Jump training helps correct any imbalances or leg weaknesses, specifically with a goal to prevent lower body injuries, Osborne says. She recommends it to any coach, parent or athlete. Even the causal exerciser or someone who wants to prevent lower body injuries can do a serious of jumps daily to increase muscle and leg strength.
“It seems to have helped us a great deal over the last few years,” Osborne says. “In my three years of basketball here, we’ve only had one traumatic knee injury. You can’t prevent all of them, but I do think it’s helped us a lot.”
The St. Joseph’s/Candler Sports Medicine program has been a leader in sports medicine since the late 1980s, setting the standard for athletic health care in high schools and colleges throughout Southeast Georgia.

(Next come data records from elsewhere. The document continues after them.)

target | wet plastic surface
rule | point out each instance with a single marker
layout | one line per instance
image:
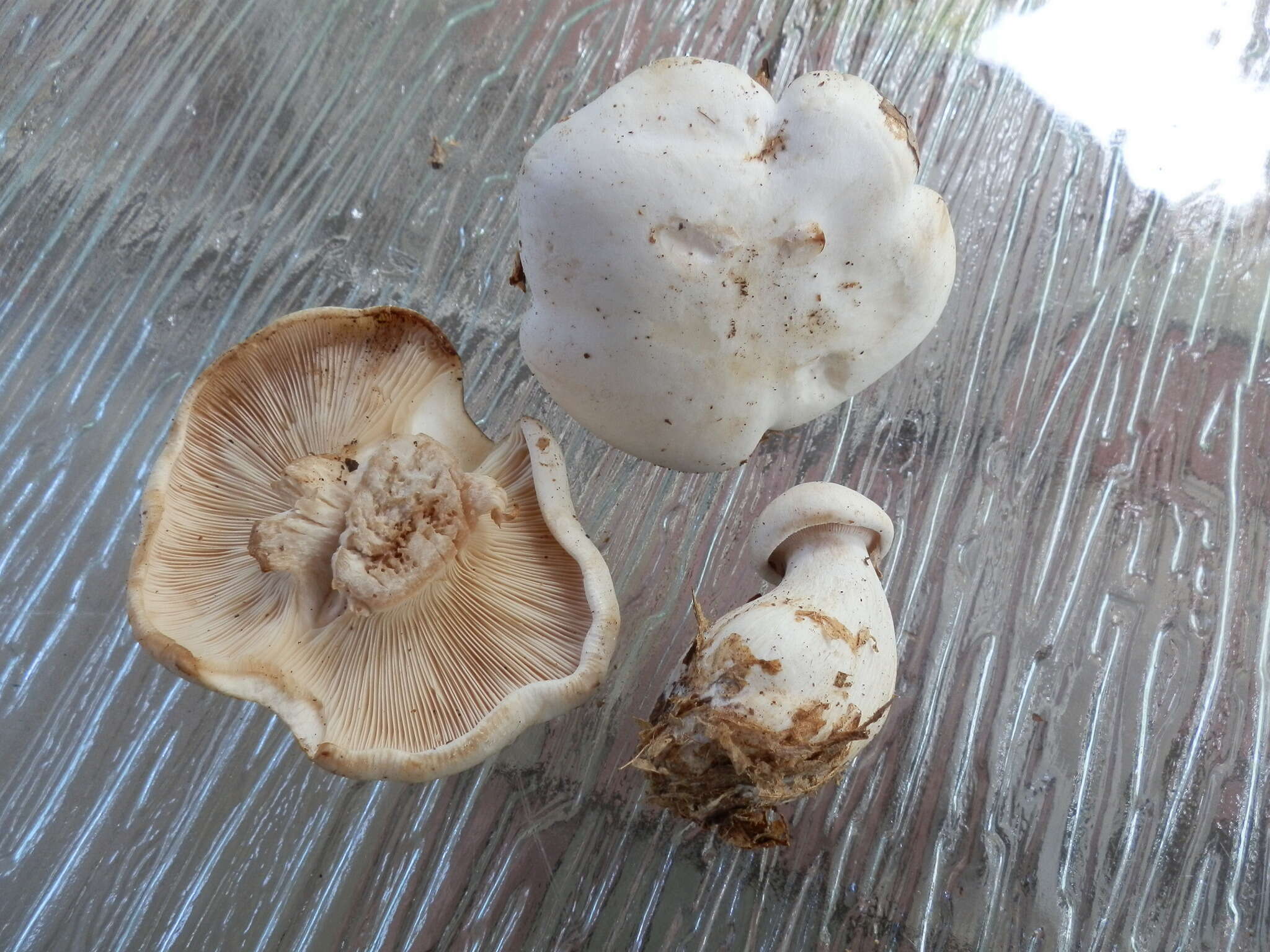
(1076, 462)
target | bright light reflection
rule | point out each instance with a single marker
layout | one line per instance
(1161, 76)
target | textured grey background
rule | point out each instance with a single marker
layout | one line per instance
(1077, 462)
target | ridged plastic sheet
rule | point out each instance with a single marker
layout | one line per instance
(1077, 462)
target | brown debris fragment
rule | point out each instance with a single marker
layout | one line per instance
(727, 772)
(898, 125)
(835, 630)
(763, 76)
(771, 146)
(440, 151)
(517, 278)
(739, 659)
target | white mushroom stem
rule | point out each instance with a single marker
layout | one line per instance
(370, 535)
(780, 694)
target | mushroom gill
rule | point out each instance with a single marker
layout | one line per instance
(328, 534)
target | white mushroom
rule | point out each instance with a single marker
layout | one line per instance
(779, 695)
(328, 534)
(708, 263)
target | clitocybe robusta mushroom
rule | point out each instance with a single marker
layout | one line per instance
(706, 263)
(779, 695)
(328, 534)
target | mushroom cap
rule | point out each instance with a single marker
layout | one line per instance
(520, 626)
(708, 263)
(814, 505)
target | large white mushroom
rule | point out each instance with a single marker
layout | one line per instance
(328, 534)
(708, 263)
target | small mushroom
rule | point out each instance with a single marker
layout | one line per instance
(328, 534)
(780, 694)
(708, 262)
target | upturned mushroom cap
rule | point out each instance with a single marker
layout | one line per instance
(708, 263)
(328, 534)
(812, 505)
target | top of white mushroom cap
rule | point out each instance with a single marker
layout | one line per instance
(328, 534)
(708, 263)
(807, 506)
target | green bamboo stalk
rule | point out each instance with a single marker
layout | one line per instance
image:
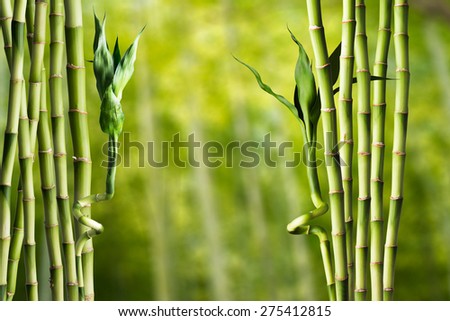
(16, 246)
(401, 43)
(331, 151)
(346, 128)
(79, 126)
(15, 105)
(5, 20)
(47, 171)
(363, 78)
(59, 144)
(378, 147)
(5, 220)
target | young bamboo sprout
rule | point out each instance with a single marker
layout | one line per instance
(378, 147)
(401, 43)
(336, 191)
(306, 109)
(364, 155)
(112, 73)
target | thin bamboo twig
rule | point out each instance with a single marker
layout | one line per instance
(378, 147)
(16, 94)
(401, 42)
(345, 108)
(47, 171)
(364, 155)
(59, 145)
(79, 127)
(336, 191)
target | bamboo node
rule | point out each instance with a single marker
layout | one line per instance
(378, 144)
(74, 67)
(53, 76)
(59, 155)
(402, 70)
(323, 66)
(48, 188)
(341, 279)
(48, 151)
(313, 27)
(81, 160)
(399, 153)
(75, 110)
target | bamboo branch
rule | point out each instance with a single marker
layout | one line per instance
(364, 154)
(401, 42)
(336, 191)
(378, 147)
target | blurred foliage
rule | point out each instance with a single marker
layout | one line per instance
(203, 233)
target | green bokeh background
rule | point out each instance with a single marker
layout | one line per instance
(177, 233)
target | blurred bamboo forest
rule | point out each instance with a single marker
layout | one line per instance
(175, 233)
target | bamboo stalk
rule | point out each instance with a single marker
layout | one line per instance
(401, 43)
(378, 147)
(15, 104)
(346, 128)
(59, 144)
(331, 152)
(5, 188)
(79, 127)
(47, 171)
(364, 154)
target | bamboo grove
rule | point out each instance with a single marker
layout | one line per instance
(358, 258)
(36, 118)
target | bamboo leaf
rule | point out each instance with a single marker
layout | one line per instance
(125, 68)
(116, 54)
(269, 90)
(103, 61)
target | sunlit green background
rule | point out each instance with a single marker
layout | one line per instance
(220, 234)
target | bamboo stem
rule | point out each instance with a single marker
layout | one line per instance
(378, 147)
(331, 152)
(346, 128)
(15, 103)
(59, 144)
(79, 126)
(401, 42)
(47, 171)
(364, 154)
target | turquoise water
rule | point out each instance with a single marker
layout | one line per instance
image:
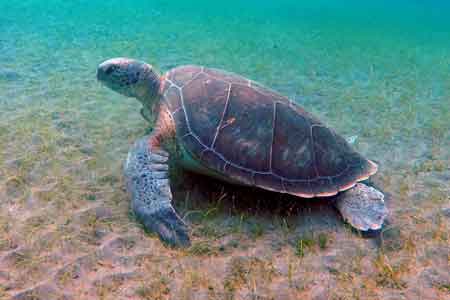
(379, 73)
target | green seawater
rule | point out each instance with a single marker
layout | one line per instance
(378, 72)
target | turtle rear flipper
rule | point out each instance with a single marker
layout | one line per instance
(146, 173)
(362, 207)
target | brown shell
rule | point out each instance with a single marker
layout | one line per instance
(257, 137)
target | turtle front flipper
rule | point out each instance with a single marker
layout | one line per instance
(146, 174)
(362, 207)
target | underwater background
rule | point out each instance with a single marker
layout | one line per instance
(377, 72)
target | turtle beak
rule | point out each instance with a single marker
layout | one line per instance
(103, 70)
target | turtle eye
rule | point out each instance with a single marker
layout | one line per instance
(110, 69)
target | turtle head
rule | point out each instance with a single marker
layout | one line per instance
(131, 78)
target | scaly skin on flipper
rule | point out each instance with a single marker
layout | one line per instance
(146, 174)
(362, 207)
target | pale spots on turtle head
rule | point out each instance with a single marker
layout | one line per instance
(129, 77)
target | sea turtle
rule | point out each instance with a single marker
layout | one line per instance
(236, 130)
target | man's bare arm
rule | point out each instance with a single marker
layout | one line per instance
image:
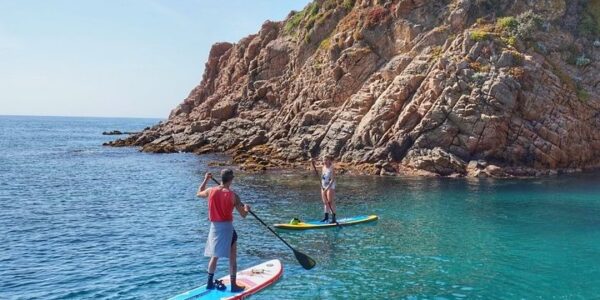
(202, 190)
(242, 208)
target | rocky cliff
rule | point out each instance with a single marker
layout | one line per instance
(448, 87)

Some of the area schools our athletic trainers are in include Savannah Country Day, St. Andrew’s, Benedictine Military School, St. Vincent’s Academy and Savannah State University.
As athletic trainers, Osborne and others provide the resources to prevent, evaluate, treat and rehabilitate injuries that occur to any athlete regardless of age, skill or level of competition. The program also has partnerships with the most experienced sports medicine trained orthopedic surgeons in the region, as well as our primary care physicians, several of which are fellowship trained in sports medicine, such as Dr. Harold.

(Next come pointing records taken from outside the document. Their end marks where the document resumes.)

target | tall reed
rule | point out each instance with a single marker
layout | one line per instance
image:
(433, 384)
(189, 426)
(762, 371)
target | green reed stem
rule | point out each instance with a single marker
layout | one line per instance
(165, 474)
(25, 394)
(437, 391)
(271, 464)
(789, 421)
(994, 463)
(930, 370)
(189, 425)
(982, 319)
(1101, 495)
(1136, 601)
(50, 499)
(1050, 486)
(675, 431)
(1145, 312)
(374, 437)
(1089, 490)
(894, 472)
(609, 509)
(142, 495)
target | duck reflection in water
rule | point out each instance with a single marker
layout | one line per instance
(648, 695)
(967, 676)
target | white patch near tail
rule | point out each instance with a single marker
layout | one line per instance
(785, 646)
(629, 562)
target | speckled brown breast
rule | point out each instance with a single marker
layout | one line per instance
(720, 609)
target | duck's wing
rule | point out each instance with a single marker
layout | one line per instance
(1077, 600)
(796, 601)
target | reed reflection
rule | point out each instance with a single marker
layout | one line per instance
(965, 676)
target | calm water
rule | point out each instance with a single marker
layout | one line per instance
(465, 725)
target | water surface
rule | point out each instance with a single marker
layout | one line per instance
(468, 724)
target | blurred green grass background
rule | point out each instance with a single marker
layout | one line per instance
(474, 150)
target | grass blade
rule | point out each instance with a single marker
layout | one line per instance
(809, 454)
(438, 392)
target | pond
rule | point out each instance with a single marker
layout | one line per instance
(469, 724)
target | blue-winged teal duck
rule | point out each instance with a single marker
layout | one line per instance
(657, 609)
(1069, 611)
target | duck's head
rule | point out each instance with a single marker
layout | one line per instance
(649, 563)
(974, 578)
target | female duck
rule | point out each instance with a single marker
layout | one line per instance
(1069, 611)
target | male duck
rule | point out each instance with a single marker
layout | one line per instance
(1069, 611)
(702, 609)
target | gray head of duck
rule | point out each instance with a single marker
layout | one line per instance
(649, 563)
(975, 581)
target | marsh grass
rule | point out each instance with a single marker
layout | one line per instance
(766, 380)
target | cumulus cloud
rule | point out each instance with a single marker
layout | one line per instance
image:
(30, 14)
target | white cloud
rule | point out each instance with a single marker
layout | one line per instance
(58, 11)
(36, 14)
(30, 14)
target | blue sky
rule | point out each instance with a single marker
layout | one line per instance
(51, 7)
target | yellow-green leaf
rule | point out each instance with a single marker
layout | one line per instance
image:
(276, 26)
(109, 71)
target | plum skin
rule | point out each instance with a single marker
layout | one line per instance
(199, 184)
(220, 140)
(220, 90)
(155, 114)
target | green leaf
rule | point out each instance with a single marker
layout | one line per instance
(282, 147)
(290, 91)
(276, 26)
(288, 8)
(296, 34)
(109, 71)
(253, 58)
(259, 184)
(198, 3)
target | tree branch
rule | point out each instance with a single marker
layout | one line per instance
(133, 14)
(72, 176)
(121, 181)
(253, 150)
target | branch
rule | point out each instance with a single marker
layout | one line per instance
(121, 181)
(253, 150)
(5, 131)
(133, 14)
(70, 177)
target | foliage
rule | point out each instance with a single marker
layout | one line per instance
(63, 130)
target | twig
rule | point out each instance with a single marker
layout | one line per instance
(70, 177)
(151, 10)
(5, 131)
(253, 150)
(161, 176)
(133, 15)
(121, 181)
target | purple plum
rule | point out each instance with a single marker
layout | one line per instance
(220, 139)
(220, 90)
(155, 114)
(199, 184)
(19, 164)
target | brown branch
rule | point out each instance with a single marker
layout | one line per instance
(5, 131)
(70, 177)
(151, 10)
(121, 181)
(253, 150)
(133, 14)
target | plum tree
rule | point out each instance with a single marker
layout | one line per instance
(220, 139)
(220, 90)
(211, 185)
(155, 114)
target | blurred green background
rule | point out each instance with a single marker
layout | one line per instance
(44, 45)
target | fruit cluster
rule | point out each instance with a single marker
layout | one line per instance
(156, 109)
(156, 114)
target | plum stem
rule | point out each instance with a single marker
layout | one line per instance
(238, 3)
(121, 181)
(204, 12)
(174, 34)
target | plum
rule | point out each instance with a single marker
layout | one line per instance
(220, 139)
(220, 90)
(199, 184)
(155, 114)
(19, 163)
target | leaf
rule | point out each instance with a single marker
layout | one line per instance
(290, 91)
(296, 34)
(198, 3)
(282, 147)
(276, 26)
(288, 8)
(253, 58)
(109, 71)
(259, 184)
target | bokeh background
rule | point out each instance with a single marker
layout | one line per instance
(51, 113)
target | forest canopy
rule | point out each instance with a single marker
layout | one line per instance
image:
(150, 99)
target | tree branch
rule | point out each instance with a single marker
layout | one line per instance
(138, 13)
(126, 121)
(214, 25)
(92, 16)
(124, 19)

If an injury does occur, the mainstay for most injuries is protecting the injured joint/site, resting adequately with ice, elevation and anti-inflammatories, if needed. Most lower body injuries just need time to heal, Dr. Harold says, but some require further treatment, including physical therapy or even surgery.
“I encourage young athletes to avoid sports specialization. It helps prevent overuse injuries and burnout all while challenging your muscle groups in different ways,” Dr. Harold says. “People are often surprised to discover that most professional players were multi-sport athletes growing up.”
If you are a casual athlete, someone who works out regularly or just someone who wants to prevent lower body injuries due to falls, there are a number of things you can do, even in the comfort of your own home. Osborne suggests: squats, lunges and side steps, particularly with a resistance band.
“One of the biggest things I’ve learned is how important it is to have synchronicity in all your muscles in your legs,” Osborne says. “A lot of people are weak in their glute muscles, the general population and athletes alike. That causes a lot of injuries. Small exercises you can do once a day or even three times a week can help immensely.”